Kadınların daha uzun yaşamasında biyolojik farklılıklar büyük rol oynuyor. Araştırmalara göre kadınların bağışıklık sistemleri erkeklere kıyasla daha güçlü çalışıyor. Östrojen hormonu, kadınların vücudunu birçok hastalığa karşı daha dirençli hale getiriyor. Ayrıca kadınların hücre yapılarında DNA onarım mekanizmalarının daha etkin olması, yaşlanma sürecini yavaşlatan önemli bir etken olarak gösteriliyor.
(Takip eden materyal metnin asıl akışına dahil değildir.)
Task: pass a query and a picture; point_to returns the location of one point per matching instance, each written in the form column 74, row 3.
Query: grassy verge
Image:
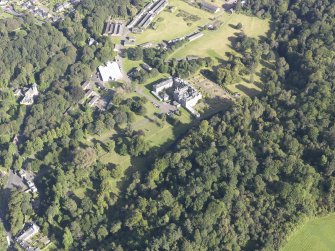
column 315, row 235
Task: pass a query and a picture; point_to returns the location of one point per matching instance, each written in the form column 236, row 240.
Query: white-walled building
column 111, row 71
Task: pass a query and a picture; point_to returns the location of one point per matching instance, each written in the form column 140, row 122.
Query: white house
column 111, row 71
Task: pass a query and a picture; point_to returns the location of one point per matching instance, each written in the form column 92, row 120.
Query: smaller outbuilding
column 110, row 71
column 209, row 7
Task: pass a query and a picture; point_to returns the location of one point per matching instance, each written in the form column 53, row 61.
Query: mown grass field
column 172, row 26
column 216, row 43
column 316, row 235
Erkeklerin yaşam süresini kısaltan en önemli nedenlerden biri ise kalp ve damar hastalıkları. Erkeklerde testosteron hormonunun etkisiyle damar tıkanıklığı ve kalp krizi riski kadınlara oranla daha yüksek. Kadınlar ise özellikle menopoz öncesi dönemde kalp-damar hastalıklarına karşı östrojenin koruyucu etkisinden yararlanıyor. Bu durum, yaşam süresinde gözlemlenen farkın önemli bir nedeni olarak öne çıkıyor.
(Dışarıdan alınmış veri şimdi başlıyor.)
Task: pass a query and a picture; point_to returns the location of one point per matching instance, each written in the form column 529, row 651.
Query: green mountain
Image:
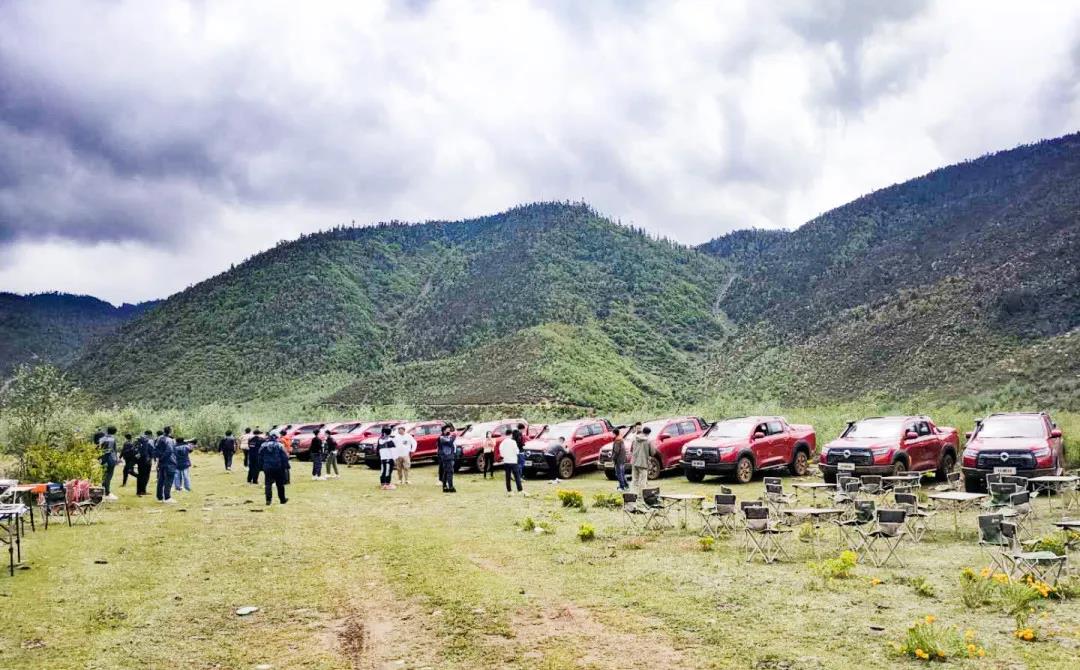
column 944, row 284
column 55, row 327
column 413, row 311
Davranışsal faktörler de yaşam süresi farkında belirleyici. Erkekler, riskli davranışlara daha fazla eğilim gösteriyor. Sigara ve alkol tüketimi, trafik kazaları ve tehlikeli işlerde çalışma oranı erkeklerde daha yüksek. Kadınlar ise genellikle daha sağlıklı yaşam alışkanlıkları benimseyerek, beslenme ve düzenli kontroller konusunda daha özenli davranıyor.
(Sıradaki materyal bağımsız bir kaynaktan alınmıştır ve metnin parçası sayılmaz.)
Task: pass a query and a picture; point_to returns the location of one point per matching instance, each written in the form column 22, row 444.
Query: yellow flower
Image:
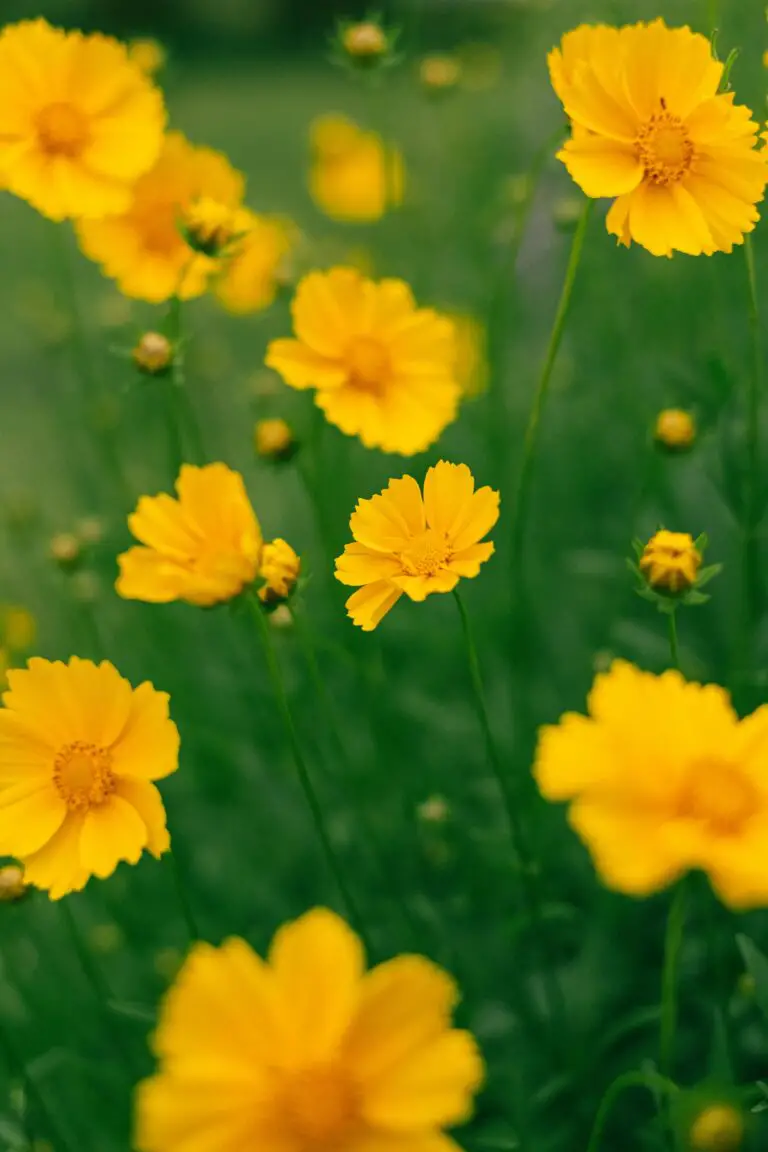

Psikolojik açıdan bakıldığında kadınların sosyal bağlarının daha güçlü olduğu da dikkat çekiyor. Yapılan çalışmalar, sosyal ilişkilerin ve duygusal paylaşımın uzun yaşamla doğrudan bağlantılı olduğunu ortaya koyuyor. Kadınların aile ve arkadaş çevresine olan bağlılıkları, stresle daha sağlıklı başa çıkmalarına yardımcı oluyor.
Tüm bu biyolojik, davranışsal ve sosyal nedenler birleştiğinde kadınların erkeklerden daha uzun yaşaması şaşırtıcı bir sonuç olmaktan çıkıyor. Ancak uzmanlar, erkeklerin de sağlıklı beslenme, düzenli egzersiz ve sigara-alkol gibi zararlı alışkanlıklardan uzak durarak bu farkı azaltabileceğini belirtiyor.